Why did my folder names end up like this, and how can I fix this using a script?

Question

Sorry if this has an answer elsewhere, I've no idea how to search for my problem.

I was running some simulations on a redhat linux HPC server, and my code for handling the folder structure to save the output had an unfortunate bug. My matlab code to create the folder was:

folder = [sp.saveLocation, 'run_', sp.run_number, '/'];

where sp.run_number was an integer. I forgot to convert it to a string, but for some reason running mkdir(folder); (in matlab) still succeeded. In fact, the simulations ran without a hitch, and the data got saved to the matching directory.

Now, when the folder structure is queried/printed I get the following situations:

When I try to tab autocomplete: run_ run_^A/ run_^B/ run_^C/ run_^D/ run_^E/ run_^F/ run_^G/ run_^H/ run_^I/
When I use ls: run_ run_? run_? run_? run_? run_? run_? run_? run_? run_? run_?.
When I transfer to my mac using rsync the --progress option shows: run_\#003/ etc. with (I assume) the number matching the integer in sp.run_number padded to three digits, so the 10th run is run_\#010/
When I view the folders in finder I see run_ run_ run_ run_ run_ run_ run_ run_ run_ run_?
Looking at this question and using the command ls | LC_ALL=C sed -n l I get:

run_$
run_\001$
run_\002$
run_\003$
run_\004$
run_\005$
run_\006$
run_\a$
run_\b$
run_\t$
run_$

I can't manage to cd into the folders using any of these representations.

I have thousands of these folders, so I'll need to fix this with a script. Which of these options is the correct representation of the folder? How can I programmatically refer to these folders so I rename them with a properly formatted name using a bash script? And I guess for the sake of curiosity, how in the hell did this happen in the first place?

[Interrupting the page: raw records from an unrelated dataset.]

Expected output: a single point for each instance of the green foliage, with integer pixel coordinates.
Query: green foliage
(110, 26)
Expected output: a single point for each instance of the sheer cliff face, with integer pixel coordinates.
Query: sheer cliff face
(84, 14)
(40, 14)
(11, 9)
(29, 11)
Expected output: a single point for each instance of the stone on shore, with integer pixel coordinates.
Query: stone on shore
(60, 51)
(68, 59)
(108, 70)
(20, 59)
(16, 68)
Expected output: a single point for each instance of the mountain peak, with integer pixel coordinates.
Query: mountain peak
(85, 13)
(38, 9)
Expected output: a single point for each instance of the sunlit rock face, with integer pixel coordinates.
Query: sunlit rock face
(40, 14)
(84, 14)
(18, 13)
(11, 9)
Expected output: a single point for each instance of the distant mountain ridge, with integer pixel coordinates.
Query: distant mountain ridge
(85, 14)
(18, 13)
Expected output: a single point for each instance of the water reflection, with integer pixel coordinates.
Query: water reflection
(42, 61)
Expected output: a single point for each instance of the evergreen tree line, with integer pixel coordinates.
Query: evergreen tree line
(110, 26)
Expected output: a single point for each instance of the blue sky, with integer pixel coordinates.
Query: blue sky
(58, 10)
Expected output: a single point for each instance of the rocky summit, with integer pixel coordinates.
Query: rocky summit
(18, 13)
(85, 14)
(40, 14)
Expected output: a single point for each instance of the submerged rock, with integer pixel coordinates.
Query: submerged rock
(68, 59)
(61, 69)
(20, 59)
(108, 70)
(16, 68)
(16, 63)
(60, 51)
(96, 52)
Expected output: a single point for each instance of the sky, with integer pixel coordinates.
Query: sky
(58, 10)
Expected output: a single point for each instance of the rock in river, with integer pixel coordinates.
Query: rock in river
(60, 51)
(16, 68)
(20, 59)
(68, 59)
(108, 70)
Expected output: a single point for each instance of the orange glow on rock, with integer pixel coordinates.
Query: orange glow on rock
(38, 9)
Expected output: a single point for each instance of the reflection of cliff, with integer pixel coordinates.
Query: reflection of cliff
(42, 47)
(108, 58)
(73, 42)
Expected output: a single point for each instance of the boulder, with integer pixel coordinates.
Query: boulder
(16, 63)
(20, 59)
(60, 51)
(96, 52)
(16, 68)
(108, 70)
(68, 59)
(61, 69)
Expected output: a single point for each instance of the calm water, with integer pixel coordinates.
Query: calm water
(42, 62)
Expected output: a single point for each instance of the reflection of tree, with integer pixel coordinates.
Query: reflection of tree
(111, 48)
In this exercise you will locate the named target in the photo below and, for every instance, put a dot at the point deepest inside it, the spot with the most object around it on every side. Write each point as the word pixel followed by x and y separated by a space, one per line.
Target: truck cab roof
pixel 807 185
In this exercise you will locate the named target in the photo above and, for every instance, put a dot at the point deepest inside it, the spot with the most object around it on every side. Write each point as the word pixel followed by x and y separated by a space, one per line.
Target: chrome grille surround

"When I try to tab autocomplete: ... If I try to type ..." Why type and not let autocomplete complete if for you? Also ^A is not literally ^ followed by A, but Ctrl-A (you can type it using Ctrl-V Ctrl-A since Ctrl-A is generally a shortcut for the shell). — muru, Aug 26 '19 at 02:46
@muru that doesn't work... I get as far as run_ and I have to type something — Bamboo, Aug 26 '19 at 02:49
Sorry commented before I saw your edit, that manages to get me in via cd — Bamboo, Aug 26 '19 at 02:51
You need to configure tab completion to cycle through the names - ^ see dupe. — muru, Aug 26 '19 at 03:01
I've edited the question now. My main problem is not about using cd, but rather that I have a huge number of files so I don't want to do this manually — Bamboo, Aug 26 '19 at 03:21
"How did this happen" is a Matlab programming question you'll probably get better answers on in a more suitable place. Is your goal to rename all the directories to run_1, run_2, etc? If you have thousands of them, how are the ones beyond the first byte's worth represented (| tail is probably good enough)? — Michael Homer, Aug 26 '19 at 03:41
FYI, you can "fix" such directory names with the the perl rename utility. e.g. rename -n 's/([[:cntrl:]])/ord("$1")/eg' run_*/. You may have to use perl's unpack() function instead of ord() if sp.run_number can exceed one 8-bit value (i.e. >255). the -n option in my example is for a dry-run, remove it to actually rename. — cas, Aug 26 '19 at 03:59
@MichaelHomer, I would like to get them back to run_1, run_2 etc, yes. Each simulation only goes up to 10 runs, but I have hundreds of simulations. @cas can you expand on your comment, maybe make it an answer? — Bamboo, Aug 26 '19 at 04:05
BTW, the "some reason" why mkdir in matlab did this is because the ONLY invalid characters in a file or directory name on unix filesystems are NUL and forward-slash /. Any other character is valid, including control characters. I don't know what matlab would have done if sp.run_number was 0 (probably either abort with an error or produce run_, as the NUL byte would terminate the directory name string). Of course, this would be also problematic for 16-bit (or higher) values that had a NUL byte in them, and would also vary according to the endian-ness of the system running matlab. — cas, Aug 26 '19 at 05:19
On my cygwin installation I can do a simple for f in *; do mv "$f" run$i.txt; ((i++)); done. That takes the files (in no particular order, I assume) and renames them as run.txt run1.txt run2.txt etc. Note that echo swallows the non-printable chars, so echo * does not show you the true content of the *expansion. — Peter - Reinstate Monica, Aug 27 '19 at 15:21

cas · Accepted Answer · 2019-08-26T05:02:02.967

You can use the perl rename utility (aka prename or file-rename) to rename the directories.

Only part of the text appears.